The California Department of Motor Vehicles has released its annual autonomous vehicle disengagement report.

The report includes data from all companies that are actively testing self-driving cars on roadways in California, and those companies are required to disclose the number of times human drivers have to intervene while testing a self-driving car. Waymo, Google’s new self-driving car company, reported a major drop in disengagements last year while driving significantly more miles.

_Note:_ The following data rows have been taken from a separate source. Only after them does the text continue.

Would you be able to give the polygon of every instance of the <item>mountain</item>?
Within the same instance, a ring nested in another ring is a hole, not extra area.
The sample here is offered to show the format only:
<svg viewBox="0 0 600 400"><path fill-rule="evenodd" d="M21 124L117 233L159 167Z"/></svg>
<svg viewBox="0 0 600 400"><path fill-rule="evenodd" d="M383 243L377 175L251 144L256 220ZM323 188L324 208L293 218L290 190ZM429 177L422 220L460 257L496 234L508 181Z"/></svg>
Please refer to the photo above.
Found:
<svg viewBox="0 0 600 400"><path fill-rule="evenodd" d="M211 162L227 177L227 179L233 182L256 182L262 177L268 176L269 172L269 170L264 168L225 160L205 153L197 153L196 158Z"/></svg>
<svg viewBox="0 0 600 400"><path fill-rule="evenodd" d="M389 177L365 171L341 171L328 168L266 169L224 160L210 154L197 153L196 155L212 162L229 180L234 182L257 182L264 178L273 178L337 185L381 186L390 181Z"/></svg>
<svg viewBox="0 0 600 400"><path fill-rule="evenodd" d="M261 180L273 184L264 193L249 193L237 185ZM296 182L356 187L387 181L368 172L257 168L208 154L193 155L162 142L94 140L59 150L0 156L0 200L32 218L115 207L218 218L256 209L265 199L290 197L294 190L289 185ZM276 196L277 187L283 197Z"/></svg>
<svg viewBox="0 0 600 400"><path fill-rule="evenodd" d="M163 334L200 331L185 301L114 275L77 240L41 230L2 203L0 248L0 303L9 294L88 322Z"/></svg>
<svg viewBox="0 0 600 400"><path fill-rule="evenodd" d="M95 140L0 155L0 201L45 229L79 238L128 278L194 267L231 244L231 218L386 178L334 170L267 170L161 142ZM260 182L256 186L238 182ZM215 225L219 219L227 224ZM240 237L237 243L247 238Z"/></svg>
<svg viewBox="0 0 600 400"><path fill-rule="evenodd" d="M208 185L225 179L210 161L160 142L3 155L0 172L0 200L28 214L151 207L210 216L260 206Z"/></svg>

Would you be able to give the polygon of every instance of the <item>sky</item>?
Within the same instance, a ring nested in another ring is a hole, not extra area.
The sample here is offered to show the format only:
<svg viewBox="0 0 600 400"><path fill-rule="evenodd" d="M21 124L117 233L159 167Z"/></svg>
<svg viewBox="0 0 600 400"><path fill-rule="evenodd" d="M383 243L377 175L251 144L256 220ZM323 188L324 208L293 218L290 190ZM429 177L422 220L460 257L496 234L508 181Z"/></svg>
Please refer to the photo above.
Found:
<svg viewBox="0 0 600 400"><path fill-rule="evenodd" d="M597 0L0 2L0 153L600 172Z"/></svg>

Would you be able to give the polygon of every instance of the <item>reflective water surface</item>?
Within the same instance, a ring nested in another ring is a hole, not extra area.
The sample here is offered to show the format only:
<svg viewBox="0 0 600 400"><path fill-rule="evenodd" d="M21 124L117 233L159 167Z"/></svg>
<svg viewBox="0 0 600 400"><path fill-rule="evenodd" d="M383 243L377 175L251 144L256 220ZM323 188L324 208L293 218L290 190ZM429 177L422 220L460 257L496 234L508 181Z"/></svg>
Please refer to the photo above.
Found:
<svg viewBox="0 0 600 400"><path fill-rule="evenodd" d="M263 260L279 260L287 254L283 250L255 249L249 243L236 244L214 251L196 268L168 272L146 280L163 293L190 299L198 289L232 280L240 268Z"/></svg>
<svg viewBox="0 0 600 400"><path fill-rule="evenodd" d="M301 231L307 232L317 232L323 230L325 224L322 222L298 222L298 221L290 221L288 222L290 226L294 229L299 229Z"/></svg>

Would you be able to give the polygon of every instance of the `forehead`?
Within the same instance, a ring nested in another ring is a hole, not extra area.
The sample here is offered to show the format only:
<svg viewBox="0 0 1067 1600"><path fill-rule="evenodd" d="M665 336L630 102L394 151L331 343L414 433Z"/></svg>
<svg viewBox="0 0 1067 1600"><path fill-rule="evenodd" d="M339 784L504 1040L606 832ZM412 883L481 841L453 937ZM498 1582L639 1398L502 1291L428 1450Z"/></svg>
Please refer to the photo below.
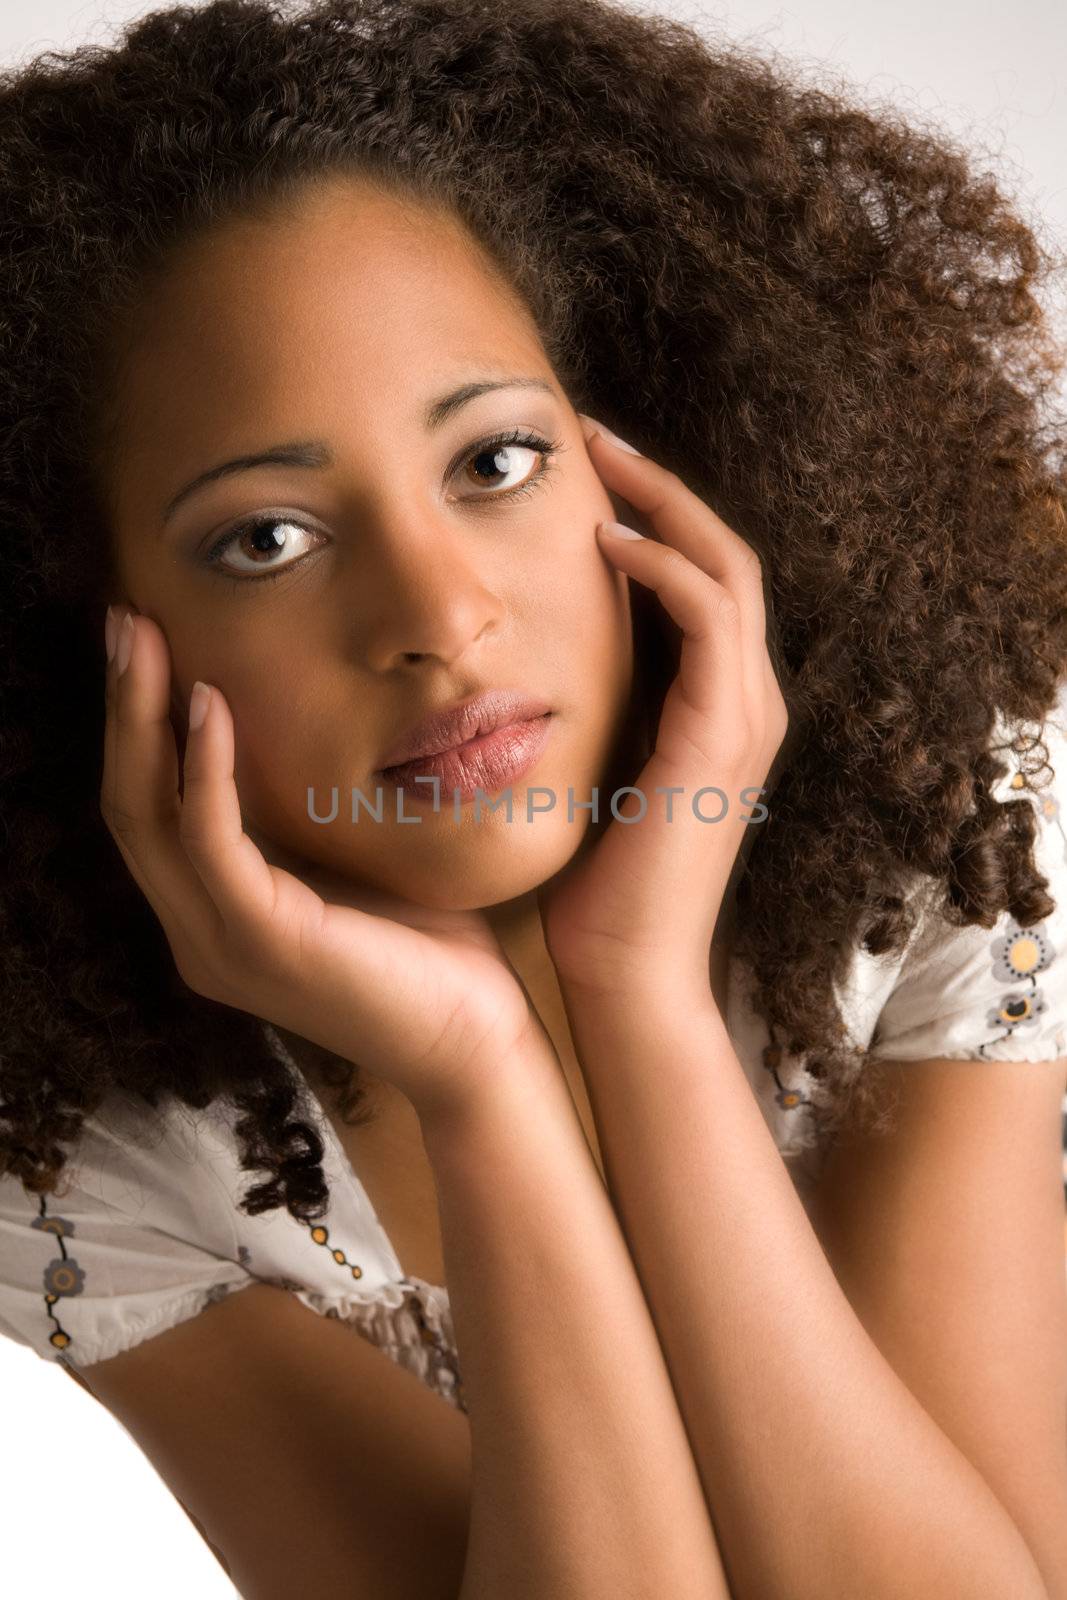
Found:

That means even though Waymo is testing its cars more frequently, its human drivers are having to take control less than before.

According to Waymo, its rate of safety-related disengages fell from 0.8 per thousand miles to 0.2 per thousand miles in 2016. Last year, it increased its driving by 50 percent in California to 635,668 miles and only had to take over 124 times, compared to 341 in 2015.

Head of Waymo’s self-driving technology, Dmitri Dolgov, shared more details in a recent blog post: “This four-fold improvement reflects the significant work we’ve been doing to make our software and hardware more capable and mature. And because we’re creating a self-driving car that can take you from door to door, almost all our time has been spent on complex urban or suburban streets. This has given us valuable experience sharing the road safely with pedestrians and cyclists, and practicing advanced maneuvers such as making unprotected left turns and traversing multi-lane intersections.”

As for the actual disengagements, Waymo said they were caused by “software glitches,” “unwanted maneuvers,” “perception discrepancies” and “recklessly behaving road user.” The company had no reports of crashes or accidents.